А-П

П-Я

 


– Пустая болтовня! – надменно оборвал его Станиен, поднимаясь с кресла. – Идем, помоги мне надеть панцирь, что ты привез, а затем отправляйся.
– Дозволь мне, господин, остаться возле тебя, – попросил Хризостом, добавив про себя: «и возле Луция». – Коней уж все равно не вернуть, а расправиться с мошенниками я могу и завтра. Здесь же неизвестно, что может произойти, и я, быть может, пригожусь тебе.
– Сто коней!.. – жалобно сказал Станиен. – Какой убыток!.. Хорошо. Можешь остаться.
Глава 2. Перед экзекуцией
Когда вилик вышел из господского сада, он заметил во дворе Долговязого и удивился:
– Ты зачем здесь?
– По приказу Мардония.
Сильвин, еще подавленный только что пережитой сценой, не стал расспрашивать, зачем Долговязый понадобился старшему пастуху. Пожав плечами, он направился к дому.
– Я приготовила тебе ужин и воды для мытья, – встретила его жена.
– Какой там ужин! – махнул рукой Сильвин. – Где у тебя оружие, которое привез домоправитель?

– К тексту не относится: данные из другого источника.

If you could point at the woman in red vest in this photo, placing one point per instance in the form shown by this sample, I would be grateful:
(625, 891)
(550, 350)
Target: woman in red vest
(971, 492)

– В той кладовой, где хранится белье и платье.
Распорядившись, чтобы Александр или Калос созвали надсмотрщиков, вилик направился в бельевую. Прямо на полу, среди сундуков и корзин, грудой были навалены короткие мечи. Сильвин поднял один из них.

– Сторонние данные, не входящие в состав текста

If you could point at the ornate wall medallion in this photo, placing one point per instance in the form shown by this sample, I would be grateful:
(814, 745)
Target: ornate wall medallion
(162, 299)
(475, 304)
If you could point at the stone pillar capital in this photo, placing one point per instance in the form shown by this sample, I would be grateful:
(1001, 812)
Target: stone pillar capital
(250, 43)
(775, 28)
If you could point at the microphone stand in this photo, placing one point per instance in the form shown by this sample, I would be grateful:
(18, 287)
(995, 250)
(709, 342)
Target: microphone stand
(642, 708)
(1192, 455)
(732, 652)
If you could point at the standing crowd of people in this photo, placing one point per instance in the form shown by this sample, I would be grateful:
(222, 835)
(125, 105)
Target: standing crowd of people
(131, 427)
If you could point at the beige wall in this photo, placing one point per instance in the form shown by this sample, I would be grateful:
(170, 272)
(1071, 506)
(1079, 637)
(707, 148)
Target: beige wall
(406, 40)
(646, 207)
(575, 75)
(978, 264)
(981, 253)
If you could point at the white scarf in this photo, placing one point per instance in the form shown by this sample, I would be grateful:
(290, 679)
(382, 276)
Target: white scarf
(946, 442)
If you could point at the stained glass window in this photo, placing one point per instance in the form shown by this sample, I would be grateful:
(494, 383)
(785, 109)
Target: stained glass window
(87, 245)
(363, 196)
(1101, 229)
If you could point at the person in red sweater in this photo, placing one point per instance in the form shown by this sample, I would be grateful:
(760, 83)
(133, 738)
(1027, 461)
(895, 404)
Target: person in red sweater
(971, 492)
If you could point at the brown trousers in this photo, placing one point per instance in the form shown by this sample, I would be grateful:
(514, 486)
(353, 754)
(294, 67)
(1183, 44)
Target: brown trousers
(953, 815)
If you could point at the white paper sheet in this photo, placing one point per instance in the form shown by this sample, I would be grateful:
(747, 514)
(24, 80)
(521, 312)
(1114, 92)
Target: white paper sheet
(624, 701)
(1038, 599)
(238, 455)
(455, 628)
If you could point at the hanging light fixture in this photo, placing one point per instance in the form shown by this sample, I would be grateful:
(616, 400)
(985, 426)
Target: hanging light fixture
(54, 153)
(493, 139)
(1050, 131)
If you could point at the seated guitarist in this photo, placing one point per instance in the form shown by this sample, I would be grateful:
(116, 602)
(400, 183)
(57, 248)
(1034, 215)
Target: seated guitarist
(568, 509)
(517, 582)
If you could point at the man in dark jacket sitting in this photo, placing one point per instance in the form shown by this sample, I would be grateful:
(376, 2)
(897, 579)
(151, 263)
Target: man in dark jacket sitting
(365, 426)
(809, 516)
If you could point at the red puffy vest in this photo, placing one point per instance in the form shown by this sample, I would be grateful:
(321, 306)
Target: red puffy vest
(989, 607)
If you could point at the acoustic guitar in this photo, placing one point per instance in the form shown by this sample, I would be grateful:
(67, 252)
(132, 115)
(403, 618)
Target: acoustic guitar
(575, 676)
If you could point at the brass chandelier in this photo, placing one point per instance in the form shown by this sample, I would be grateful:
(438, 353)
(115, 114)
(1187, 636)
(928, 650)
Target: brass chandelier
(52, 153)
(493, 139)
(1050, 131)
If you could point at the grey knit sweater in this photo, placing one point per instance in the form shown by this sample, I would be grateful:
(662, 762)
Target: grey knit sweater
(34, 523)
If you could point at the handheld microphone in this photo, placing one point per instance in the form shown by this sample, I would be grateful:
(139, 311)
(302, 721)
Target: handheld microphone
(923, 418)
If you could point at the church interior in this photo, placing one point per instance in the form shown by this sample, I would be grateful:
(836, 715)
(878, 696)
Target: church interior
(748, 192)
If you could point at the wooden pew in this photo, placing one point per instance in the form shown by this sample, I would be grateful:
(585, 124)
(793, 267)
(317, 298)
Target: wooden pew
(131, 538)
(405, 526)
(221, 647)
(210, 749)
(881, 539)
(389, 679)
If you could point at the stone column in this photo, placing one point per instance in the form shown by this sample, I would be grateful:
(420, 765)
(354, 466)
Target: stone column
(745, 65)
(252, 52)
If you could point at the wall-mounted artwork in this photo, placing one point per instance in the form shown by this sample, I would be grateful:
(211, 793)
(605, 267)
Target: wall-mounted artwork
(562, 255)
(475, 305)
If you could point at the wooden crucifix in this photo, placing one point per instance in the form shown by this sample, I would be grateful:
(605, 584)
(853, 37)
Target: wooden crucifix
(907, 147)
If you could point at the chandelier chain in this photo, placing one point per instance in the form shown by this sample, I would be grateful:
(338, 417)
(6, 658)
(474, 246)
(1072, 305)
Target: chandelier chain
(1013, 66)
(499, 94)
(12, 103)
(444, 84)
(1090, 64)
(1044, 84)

«Как тяжело одиночество! – думал он, обнажая меч и пробуя его остроту пальцем. – Какая радость, особенно для бесправного и униженного человека, видеть возле себя близких, для которых ты любимый муж и отец, а не раб, обязанный только трудиться, как вол. Но сколько лишних страхов и унижений из-за близких! Будь я один, ушел бы я к Спартаку. А теперь не только сам не могу уйти, но еще должен и других удерживать и, может быть, поднять меч на таких же несчастных, как и я. Нет, в тысячу раз более несчастных: у них нет даже того призрака свободы, какой есть у меня».
– Надсмотрщики собрались, отец, – сообщила Калос.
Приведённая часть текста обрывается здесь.